Sederhanya, sebagaimana diuraikan oleh Komisi Aparatur Sipil Negara (KASN) bahwa fenomena ketidak-netralan aparatur sipil negara ini sudah berlangsung sejak lama diakibatkan karena munculnya anggapan pemerintah bahwa aparatur sipil negara merupakan alat politik yang paling dapat digunakan untuk mempertahankan kekuasan, serta jatuh bangunnya Pemerintahan pasti akan berdampak pada stabilitas kepegawaian.
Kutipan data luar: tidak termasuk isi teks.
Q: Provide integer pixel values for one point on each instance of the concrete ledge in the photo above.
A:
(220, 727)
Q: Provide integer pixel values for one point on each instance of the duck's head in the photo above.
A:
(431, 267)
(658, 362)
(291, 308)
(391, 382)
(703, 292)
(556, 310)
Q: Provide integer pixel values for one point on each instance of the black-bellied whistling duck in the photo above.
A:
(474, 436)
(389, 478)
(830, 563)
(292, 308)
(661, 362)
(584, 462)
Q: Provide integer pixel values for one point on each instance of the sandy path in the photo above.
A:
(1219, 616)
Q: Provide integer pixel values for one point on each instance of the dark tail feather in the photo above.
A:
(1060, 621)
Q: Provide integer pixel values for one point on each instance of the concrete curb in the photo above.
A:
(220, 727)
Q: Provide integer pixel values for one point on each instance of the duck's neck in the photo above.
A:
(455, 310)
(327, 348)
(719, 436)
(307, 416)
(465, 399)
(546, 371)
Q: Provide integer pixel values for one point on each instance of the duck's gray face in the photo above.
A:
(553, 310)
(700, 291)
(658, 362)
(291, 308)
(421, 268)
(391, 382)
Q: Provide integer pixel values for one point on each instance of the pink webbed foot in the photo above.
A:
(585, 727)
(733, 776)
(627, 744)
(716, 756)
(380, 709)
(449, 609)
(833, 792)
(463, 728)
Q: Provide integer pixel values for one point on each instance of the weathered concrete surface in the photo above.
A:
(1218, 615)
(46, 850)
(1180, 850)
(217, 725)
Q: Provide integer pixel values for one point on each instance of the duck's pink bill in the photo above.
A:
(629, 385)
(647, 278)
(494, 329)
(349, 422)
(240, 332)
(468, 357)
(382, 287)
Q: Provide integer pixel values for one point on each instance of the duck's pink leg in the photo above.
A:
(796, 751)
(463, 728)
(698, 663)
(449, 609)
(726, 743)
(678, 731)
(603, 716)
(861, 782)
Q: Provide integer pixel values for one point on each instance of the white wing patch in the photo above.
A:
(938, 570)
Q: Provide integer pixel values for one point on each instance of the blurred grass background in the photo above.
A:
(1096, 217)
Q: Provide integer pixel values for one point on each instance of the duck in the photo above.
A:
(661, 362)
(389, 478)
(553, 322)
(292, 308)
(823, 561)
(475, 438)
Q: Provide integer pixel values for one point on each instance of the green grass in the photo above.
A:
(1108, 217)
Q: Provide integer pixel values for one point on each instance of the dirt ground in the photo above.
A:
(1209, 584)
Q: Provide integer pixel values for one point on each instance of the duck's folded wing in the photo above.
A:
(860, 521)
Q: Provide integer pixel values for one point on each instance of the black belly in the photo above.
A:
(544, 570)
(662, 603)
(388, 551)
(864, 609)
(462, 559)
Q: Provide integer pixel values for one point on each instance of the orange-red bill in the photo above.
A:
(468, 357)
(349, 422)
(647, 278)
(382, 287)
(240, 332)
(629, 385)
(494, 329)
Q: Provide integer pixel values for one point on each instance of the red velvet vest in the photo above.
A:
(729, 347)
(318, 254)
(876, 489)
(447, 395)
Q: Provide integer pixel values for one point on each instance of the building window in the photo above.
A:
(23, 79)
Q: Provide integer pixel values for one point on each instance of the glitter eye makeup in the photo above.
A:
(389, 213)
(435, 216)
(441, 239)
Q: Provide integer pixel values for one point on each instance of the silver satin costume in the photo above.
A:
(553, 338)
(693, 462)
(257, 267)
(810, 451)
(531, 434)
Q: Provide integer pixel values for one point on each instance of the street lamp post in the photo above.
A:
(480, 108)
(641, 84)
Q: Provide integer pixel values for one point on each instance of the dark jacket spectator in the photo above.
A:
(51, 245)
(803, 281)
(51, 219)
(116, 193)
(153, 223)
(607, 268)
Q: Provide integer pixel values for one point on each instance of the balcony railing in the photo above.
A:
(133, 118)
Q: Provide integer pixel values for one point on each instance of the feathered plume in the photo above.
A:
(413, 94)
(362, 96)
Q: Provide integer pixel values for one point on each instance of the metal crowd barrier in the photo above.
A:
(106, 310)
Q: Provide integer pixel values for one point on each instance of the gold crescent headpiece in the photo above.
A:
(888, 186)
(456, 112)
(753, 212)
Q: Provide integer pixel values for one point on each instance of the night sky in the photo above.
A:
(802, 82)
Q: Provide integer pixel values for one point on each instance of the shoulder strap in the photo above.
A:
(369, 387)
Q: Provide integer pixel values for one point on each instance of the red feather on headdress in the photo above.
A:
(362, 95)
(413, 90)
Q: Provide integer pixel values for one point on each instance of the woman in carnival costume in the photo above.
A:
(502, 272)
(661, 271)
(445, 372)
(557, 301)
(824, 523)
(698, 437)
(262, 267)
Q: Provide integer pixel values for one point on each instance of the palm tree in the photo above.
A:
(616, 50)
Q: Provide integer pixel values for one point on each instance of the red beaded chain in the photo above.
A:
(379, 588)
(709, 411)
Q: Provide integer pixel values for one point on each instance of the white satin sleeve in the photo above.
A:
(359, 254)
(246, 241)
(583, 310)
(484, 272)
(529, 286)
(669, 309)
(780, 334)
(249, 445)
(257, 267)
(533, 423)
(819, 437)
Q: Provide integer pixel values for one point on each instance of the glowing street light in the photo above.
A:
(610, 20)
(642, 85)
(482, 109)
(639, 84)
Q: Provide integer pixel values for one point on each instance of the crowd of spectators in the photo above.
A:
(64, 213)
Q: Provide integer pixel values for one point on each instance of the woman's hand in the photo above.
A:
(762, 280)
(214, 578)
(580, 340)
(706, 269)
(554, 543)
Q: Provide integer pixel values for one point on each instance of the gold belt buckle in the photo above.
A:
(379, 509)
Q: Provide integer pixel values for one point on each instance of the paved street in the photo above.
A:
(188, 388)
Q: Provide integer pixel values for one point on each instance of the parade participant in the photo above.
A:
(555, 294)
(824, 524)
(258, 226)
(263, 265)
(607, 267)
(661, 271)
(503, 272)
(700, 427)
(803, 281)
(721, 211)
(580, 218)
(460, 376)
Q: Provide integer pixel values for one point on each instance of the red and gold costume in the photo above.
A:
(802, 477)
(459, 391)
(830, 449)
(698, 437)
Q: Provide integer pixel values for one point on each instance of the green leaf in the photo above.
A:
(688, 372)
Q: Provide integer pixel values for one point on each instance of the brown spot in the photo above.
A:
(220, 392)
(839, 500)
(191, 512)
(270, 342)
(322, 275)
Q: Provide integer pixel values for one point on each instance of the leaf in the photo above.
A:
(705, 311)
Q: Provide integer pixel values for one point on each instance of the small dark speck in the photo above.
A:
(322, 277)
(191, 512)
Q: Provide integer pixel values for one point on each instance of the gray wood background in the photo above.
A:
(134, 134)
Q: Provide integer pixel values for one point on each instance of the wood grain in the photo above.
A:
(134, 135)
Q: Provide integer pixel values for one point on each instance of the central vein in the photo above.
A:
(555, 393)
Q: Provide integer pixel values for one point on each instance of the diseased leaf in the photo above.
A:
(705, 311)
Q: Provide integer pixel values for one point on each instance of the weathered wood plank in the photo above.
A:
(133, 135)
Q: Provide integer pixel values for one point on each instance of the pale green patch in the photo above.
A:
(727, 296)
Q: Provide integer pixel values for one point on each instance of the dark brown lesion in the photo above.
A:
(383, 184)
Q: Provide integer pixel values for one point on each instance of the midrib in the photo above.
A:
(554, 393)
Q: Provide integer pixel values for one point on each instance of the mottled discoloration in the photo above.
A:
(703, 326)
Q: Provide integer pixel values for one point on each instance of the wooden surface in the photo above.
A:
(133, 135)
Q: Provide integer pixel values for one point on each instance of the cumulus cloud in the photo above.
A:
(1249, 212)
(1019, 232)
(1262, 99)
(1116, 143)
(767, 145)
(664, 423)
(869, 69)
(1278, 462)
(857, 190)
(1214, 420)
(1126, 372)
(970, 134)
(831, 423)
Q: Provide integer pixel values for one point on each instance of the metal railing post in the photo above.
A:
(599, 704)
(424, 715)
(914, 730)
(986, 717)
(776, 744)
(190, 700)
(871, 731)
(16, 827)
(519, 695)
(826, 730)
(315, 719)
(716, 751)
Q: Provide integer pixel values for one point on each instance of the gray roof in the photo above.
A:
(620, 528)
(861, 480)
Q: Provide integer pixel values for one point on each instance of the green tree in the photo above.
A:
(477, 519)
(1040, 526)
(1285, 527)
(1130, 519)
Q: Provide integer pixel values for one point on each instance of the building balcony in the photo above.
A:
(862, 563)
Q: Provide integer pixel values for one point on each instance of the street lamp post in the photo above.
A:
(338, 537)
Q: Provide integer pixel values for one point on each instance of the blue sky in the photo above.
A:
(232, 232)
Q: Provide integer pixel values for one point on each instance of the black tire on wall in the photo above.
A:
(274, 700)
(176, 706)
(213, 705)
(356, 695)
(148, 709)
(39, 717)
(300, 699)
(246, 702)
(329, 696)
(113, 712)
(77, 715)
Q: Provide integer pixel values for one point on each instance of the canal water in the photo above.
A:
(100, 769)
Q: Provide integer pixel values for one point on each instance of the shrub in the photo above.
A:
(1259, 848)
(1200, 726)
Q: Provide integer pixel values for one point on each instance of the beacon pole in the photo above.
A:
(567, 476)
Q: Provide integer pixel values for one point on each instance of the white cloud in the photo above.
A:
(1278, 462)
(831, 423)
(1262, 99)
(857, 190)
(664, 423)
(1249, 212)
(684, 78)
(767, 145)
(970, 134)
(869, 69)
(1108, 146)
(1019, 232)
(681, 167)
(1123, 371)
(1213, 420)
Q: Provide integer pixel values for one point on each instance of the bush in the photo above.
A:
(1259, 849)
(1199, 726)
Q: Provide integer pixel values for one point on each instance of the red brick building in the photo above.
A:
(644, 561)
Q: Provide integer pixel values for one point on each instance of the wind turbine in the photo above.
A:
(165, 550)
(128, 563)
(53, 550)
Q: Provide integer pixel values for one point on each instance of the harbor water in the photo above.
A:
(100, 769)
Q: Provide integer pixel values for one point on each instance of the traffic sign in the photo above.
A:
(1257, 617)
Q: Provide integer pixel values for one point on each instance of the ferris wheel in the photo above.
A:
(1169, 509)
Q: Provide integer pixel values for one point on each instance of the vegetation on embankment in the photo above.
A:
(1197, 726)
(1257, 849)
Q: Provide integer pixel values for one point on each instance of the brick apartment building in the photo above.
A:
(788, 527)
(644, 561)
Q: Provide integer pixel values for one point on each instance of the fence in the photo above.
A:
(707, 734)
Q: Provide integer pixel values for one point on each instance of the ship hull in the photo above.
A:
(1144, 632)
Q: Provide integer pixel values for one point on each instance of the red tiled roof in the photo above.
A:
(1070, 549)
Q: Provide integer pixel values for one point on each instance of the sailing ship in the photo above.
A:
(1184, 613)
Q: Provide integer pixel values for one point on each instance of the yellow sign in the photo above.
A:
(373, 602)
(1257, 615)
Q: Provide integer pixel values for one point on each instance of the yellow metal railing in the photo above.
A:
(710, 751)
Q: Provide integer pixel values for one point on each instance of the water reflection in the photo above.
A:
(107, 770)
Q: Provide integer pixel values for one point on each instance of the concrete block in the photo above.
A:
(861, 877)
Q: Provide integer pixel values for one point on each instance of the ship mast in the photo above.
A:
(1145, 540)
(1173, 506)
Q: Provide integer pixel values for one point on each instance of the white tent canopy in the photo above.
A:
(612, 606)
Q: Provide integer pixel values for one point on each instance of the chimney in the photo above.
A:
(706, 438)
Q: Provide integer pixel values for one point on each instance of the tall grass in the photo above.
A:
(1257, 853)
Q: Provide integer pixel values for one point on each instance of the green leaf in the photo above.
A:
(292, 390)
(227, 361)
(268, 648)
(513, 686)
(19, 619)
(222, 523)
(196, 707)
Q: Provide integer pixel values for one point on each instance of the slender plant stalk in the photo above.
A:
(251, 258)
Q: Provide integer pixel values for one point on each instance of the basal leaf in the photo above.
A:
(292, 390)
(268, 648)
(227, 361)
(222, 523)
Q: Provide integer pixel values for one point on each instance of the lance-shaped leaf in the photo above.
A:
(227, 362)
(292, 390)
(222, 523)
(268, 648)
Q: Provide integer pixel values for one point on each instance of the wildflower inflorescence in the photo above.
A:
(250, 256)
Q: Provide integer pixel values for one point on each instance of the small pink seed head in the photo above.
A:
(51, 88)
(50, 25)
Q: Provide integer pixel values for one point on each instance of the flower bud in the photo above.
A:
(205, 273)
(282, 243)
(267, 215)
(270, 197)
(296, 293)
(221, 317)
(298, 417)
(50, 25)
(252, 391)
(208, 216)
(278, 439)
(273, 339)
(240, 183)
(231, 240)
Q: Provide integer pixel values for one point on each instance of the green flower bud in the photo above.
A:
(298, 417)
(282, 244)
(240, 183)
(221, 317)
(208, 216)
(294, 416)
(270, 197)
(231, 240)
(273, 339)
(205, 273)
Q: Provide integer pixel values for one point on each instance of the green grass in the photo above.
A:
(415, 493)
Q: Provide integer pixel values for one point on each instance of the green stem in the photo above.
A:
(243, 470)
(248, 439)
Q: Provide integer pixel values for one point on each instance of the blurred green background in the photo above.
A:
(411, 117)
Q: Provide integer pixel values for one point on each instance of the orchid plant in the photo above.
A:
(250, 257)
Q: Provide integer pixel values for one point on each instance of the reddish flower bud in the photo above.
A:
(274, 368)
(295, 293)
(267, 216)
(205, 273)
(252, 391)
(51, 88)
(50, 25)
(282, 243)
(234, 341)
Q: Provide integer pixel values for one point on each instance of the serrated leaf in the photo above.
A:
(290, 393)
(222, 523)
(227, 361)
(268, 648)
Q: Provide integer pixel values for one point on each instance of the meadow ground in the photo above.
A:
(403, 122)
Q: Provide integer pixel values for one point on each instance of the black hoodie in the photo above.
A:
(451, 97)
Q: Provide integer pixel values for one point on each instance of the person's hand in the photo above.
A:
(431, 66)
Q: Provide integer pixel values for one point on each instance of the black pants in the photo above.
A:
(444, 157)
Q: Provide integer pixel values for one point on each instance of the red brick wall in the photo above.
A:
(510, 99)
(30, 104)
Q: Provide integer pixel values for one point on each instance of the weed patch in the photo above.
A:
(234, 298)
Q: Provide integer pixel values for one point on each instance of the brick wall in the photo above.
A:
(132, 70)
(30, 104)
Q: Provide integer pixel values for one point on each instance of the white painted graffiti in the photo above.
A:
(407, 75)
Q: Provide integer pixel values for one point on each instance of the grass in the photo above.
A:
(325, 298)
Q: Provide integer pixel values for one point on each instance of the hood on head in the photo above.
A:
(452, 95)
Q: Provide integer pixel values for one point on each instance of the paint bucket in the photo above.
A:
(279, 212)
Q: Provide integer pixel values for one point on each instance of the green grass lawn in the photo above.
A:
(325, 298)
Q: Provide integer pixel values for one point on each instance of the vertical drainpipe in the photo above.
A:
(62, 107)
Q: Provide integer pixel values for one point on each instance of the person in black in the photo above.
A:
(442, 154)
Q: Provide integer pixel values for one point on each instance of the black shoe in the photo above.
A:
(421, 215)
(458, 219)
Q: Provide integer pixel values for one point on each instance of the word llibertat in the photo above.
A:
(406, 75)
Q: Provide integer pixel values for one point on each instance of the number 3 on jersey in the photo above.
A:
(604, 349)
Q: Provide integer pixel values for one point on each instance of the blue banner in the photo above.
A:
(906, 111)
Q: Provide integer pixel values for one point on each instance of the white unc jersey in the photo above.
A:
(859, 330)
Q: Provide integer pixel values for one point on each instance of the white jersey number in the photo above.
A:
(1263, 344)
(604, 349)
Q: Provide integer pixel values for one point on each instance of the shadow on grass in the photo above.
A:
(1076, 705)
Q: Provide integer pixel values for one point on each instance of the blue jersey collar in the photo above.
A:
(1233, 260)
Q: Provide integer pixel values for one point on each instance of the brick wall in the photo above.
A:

Uraian tersebut dapat dijelaskan bahwa, secara sadar pemanfaatan aparatur sipil negara oleh kekuasaan ditengarai karena anggapan bahwa ASN merupakan alat politik paling minim biaya, sebab adanya hubungan kekuasaan seperti hubungan antara pimpinan dan pegawai, sehingga dengan mudah ASN tersebut diarahkan kendatipun berlawan dengan prinsip dan aturan yang ada.

Sementara itu, beberapa dampak yang dapat ditimbulkan oleh Tindakan tidak netral yang dilakukan oleh aparatur sipil negara dalam pemilihan kepala daerah sebagaimana diuraikan dalam Jurnal Ilmu Hukum Kanturuna Wolio Volume 5 tahun 2024, dapat diuraikan sebagai berikut: Adanya diskriminasi pelayanan public yang didasarkan pada preferensi politik; Penempatan dan pemberian jabatan pada ASN cenderung dilihat berdasarkan partisipasi dalam pemenangan Pilkada; Jabatan birokrasi cenderung diisi oleh ASN yang tidak berkompeten disebabkan karena pemberian jabatan didasarkan pada kepentingan politik dan bukan mengacu pada spesifikasi dan kemampuan kerja ASN; Intervensi politik cenderung meningkat; Aparatur Sipil Negara menjadi tidak profesional dan munculnya kesenjangan dalam lingkup ASN. Selain itu, intervensi politik dalam manajemen kepegawaian dan politisasi birokrasi cenderung menghambat upaya peningkatan kinerja pemerintahan dan penyelenggaraan pelayanan publik yang sustainable.

Berdasarkan uraian diatas, dapat dijelaskan bahwa betapa pentingnya netralitas aparatur sipil negara dalam pemilihan kepala daerah yang digelar secara serentak ini, selain sebagai upaya mengembalikan kepercayaan Masyarakat terhadap stabilitas politik dan demokrasi, tentu hal lain pula adalah mencipta situasi professional dan objektif dalam lingkungan kerja untuk meningkatkan pelayanan dan kredibilitas aparatur sipil negara. Olehnya itu, dibutuhkan revolusi mental secara kolektif kepada segenap stakeholder agar demokrasi berlangsung secara adil dan merata. Dengan demikian maka, pelaksanaan peran dan fungsi aparatur sipil negara sebagai alat pemersatu, pelayan dan penyelenggara pemerintahan berlangsung secara efektif dan profesional.